We call them Christmas cactus, but did you know there are actually three different holiday cacti? Christmas, Thanksgiving and Easter. All are in the succulent family and grow in the trees of the rainforest in South America but they all bloom at different times of the year.

It can be confusing to tell them apart so let’s look at each one for identification.

The Christmas cactus has wide and flat segmented leaves that are smaller and rounder than the Thanksgiving cactus.  The edges of the leaves are smooth and scalloped. 

The flowers can be white, red or yellow.  Their bloom time is usually in December but they may produce a stray bloom at other times of the year.  The Christmas cactus has purplish-brown anthers and the flowers are symmetrical and the leaves and flowers droop straight down.

The Thanksgiving cactus has broad segmented leaves with pointed edges on each side that resemble a crab’s claw.

The flowers are pink, red, white or yellow and will bloom in November.  The anthers are yellow and the flowers are more asymmetrical and grow horizontally from the tips of the stem. The plant itself grows in a more upright form.

The Easter cactus also has flat segmented leaves similar to the Christmas and Thanksgiving Cactus but the scallops on the edges of the leaves are smaller and smoother, there are also small bristles on the end of each leaf which the other two do not have.

The flowers are dark purple, red or pink and are more star-shaped.  The Easter cactus blooms in the spring between April and May. Over all the Easter cactus will be smaller in size than its holiday counterparts.

Now that we know how to tell the difference between the three plants let’s talk about their care.

The perfect soil to plant your cactus is a very well draining mix containing bark pieces that allow water to flow. It’s also a good idea to place a few stones in the bottom of your pot to help with drainage. 

They prefer very bright but indirect light, as direct sun can cause the leaves to burn. They prefer temperatures between 65-75 degrees and prefer 50-60% humidity.

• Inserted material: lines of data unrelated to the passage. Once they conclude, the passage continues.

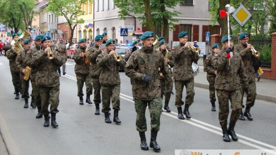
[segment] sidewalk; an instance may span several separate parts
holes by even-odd
[[[209,83],[206,77],[207,73],[203,71],[203,60],[198,62],[199,67],[199,73],[195,76],[195,86],[204,89],[209,89]],[[262,100],[268,102],[276,103],[276,81],[262,79],[260,81],[257,81],[256,99]]]

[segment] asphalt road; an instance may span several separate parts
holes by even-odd
[[[118,125],[105,123],[102,113],[95,115],[94,104],[79,105],[74,66],[74,61],[68,60],[67,73],[60,78],[58,128],[44,127],[43,119],[35,118],[36,109],[24,109],[23,99],[14,99],[8,61],[6,58],[0,57],[0,133],[9,154],[155,154],[152,149],[140,149],[130,80],[124,72],[120,72],[119,118],[122,123]],[[85,92],[84,88],[83,90]],[[238,141],[226,143],[222,141],[218,111],[211,111],[209,91],[199,88],[195,90],[190,120],[177,119],[174,105],[175,95],[172,95],[169,105],[172,112],[164,112],[161,117],[157,142],[162,151],[158,154],[174,154],[175,149],[276,149],[275,104],[256,100],[251,109],[254,121],[238,121],[235,127]],[[186,92],[183,93],[185,97]],[[113,111],[111,113],[113,118]],[[148,111],[146,114],[146,137],[149,144]],[[0,154],[2,152],[0,151]],[[276,154],[275,150],[271,152]]]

Watering should be done when to top of the soil feels dry. Too much water, or sitting in soggy soil can cause root rot and too little water can cause your cactus not to bloom. 

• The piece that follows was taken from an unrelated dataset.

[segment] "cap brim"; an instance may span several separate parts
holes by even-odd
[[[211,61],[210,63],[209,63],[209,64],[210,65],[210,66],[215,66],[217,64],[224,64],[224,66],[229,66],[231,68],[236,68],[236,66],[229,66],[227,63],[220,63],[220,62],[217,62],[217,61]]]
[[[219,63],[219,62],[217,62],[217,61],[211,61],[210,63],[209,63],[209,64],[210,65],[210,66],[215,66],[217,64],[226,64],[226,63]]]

Feeding with a good cactus fertilizer should be done every two week until a month before its time for the cactus to bloom.

Pruning your cactus will keep it vigorous and healthy but don’t prune it until a month after it has finished blooming. Simply twist the leaf you want to remove at its segment. If your cactus has become large and unruly you can trim up to 1/3 of the plant without causing any damage.

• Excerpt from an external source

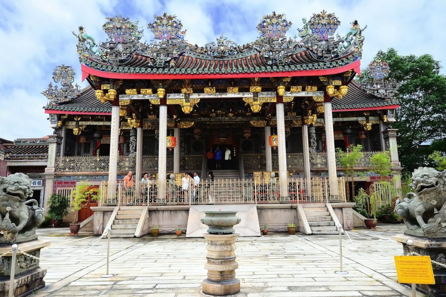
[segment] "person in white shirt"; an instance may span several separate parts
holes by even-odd
[[[231,150],[227,146],[224,152],[224,169],[231,169]]]
[[[189,197],[187,195],[188,190],[189,189],[189,180],[190,177],[187,173],[184,174],[184,176],[181,179],[181,187],[183,189],[183,192],[184,193],[184,197],[187,197],[187,202],[189,202]],[[183,200],[184,201],[184,200]]]
[[[194,196],[195,199],[198,202],[198,185],[200,183],[200,177],[198,176],[198,172],[194,172]]]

If you want to propagate the sections you remove simply place them in a pot with your potting mix, burying the first segment of the leaf. Your new plant will take root in no time!

Christmas, Thanksgiving and Easter cactus are truly beautiful and one of the most profuse bloomers in the succulent family. With proper care they can prosper for decades. Many become heirlooms with their segments passed down from generation to generation.  If you’ve never grown one of these beauties give them a try!